Still, in this day and age of computing, this feels like blindly trusting the navigation system in a car which has not been updated in the last 5 years. You will reach your destination 99% of the time and be fine, but 1% of the time things will go horribly wrong.

skullux · January 31, 2018, 2:43pm

oO.o:

In that github thread, the drive that’s pulled actually kills a zvol, and it makes more sense to hang the system in that case so that the admin can try to scrap together whatever data is there (in ARC for instance).

I don’t think it’s supposed to behave that way if a drive is pulled from a redundant array. I tested this on FreeNAS a while back. I was able to crash services by pulling random drives, but not ZFS, and the system wouldn’t hang. I believe the service crashes were due to non-redundant swap partitions on the raidz drives. After I disabled swap, I wasn’t able to crash services by pulling drives. That said, my testing wasn’t exhaustive (I didn’t have time to pull drives all day).

So maybe it’s a bug or compatibility issue with ZFS on Linux? Is it possible to pop in a FreeNAS USB and see if you experience the same issue in FreeBSD?

Tried importing the pool readonly with a live FreeNAS 11. ZFS on FreeNAS actually catches the error, amazing!

When issuing a ‘zpool clear’ after the drive was pulled, it does not blindly trust the last status update like zol, but actually checks if the vdev is accessible.

This check fails, of course, and returns errors to the console like you would expect.
After that the vdev shows up as removed in ‘zpool status’.

So it looks like the issue can be narrowed down to the particular implementation of zfsonlinux.

You mean ‘zpool detach’ and ‘zpool attach’? Yep, this works fine.

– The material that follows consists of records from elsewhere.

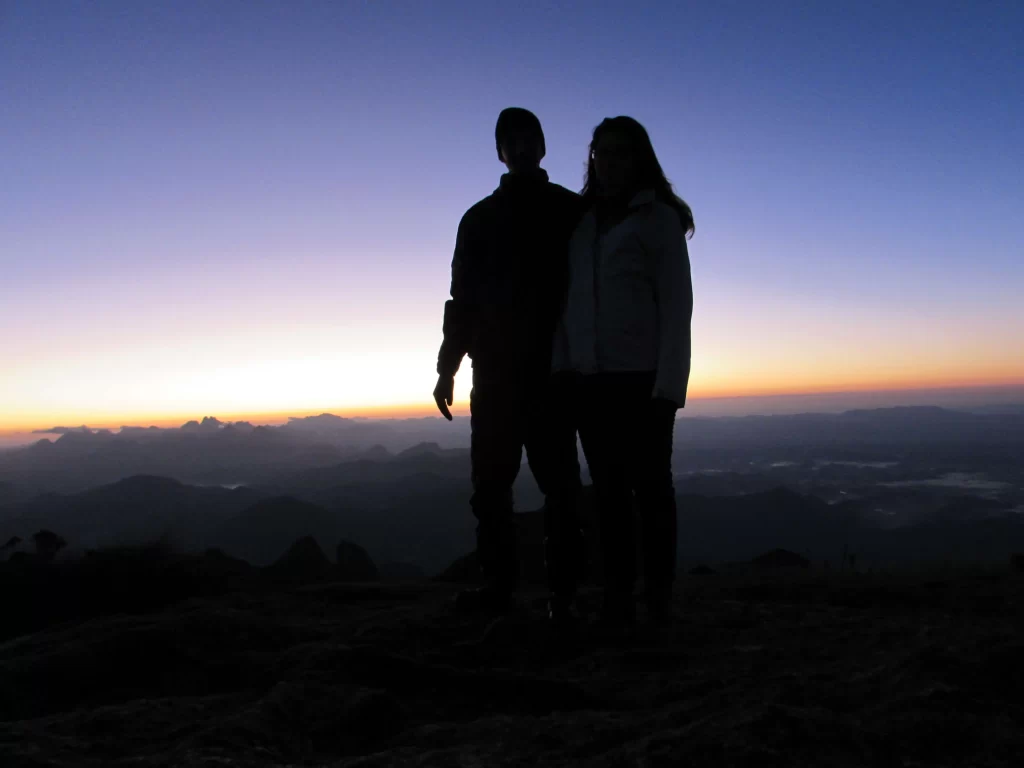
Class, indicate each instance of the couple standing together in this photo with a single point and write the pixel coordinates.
(576, 312)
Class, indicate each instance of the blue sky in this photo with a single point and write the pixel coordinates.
(203, 196)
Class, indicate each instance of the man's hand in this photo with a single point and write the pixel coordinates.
(444, 394)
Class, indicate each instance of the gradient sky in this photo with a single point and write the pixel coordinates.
(250, 207)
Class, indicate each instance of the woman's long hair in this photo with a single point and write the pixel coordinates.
(648, 170)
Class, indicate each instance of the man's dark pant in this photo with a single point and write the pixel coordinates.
(510, 412)
(627, 438)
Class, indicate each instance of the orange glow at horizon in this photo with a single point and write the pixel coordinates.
(20, 424)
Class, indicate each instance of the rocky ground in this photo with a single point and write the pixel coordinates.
(763, 669)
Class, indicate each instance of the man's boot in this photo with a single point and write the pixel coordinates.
(563, 556)
(496, 552)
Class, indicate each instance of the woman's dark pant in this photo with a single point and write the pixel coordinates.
(627, 438)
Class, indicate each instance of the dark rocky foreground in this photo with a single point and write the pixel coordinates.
(764, 669)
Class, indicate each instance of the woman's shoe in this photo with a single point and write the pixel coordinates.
(619, 612)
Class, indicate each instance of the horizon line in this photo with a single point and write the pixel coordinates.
(426, 410)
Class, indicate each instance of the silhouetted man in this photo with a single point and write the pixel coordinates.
(508, 283)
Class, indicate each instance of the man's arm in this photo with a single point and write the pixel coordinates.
(460, 310)
(460, 318)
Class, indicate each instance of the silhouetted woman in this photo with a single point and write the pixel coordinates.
(626, 330)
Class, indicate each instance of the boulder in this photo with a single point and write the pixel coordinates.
(354, 564)
(400, 571)
(303, 563)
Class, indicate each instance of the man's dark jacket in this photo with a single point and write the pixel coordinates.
(509, 278)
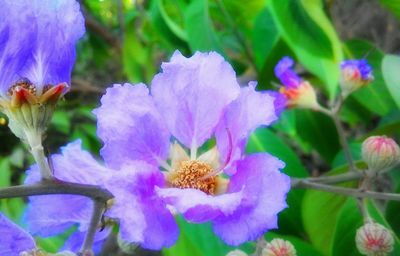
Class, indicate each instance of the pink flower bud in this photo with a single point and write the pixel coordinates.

Though, that is a different use case.

oO.o · January 31, 2018, 3:59pm

Glad you got to the bottom of it!

If you open a ticket with ZOL on Github (I think you should FWIW), could you link it here so we can track progress?

magicthighs · January 31, 2018, 4:02pm

No, I meant by using the command eject, as in eject /dev/sdg.

Glad you got it sorted, btw!

Edit: Another way to safely remove a device would be with echo 1 > /sys/block/sdg/device/delete

Levitance · January 31, 2018, 4:23pm

To me this sounds like the HBA isn’t giving proper updates to the OS. And…

Given your experience here, I would suspect it’s how the driver in Linux handles your HBA. Where the driver in FreeBSD is properly handling the hot removal of a device, Linux is not.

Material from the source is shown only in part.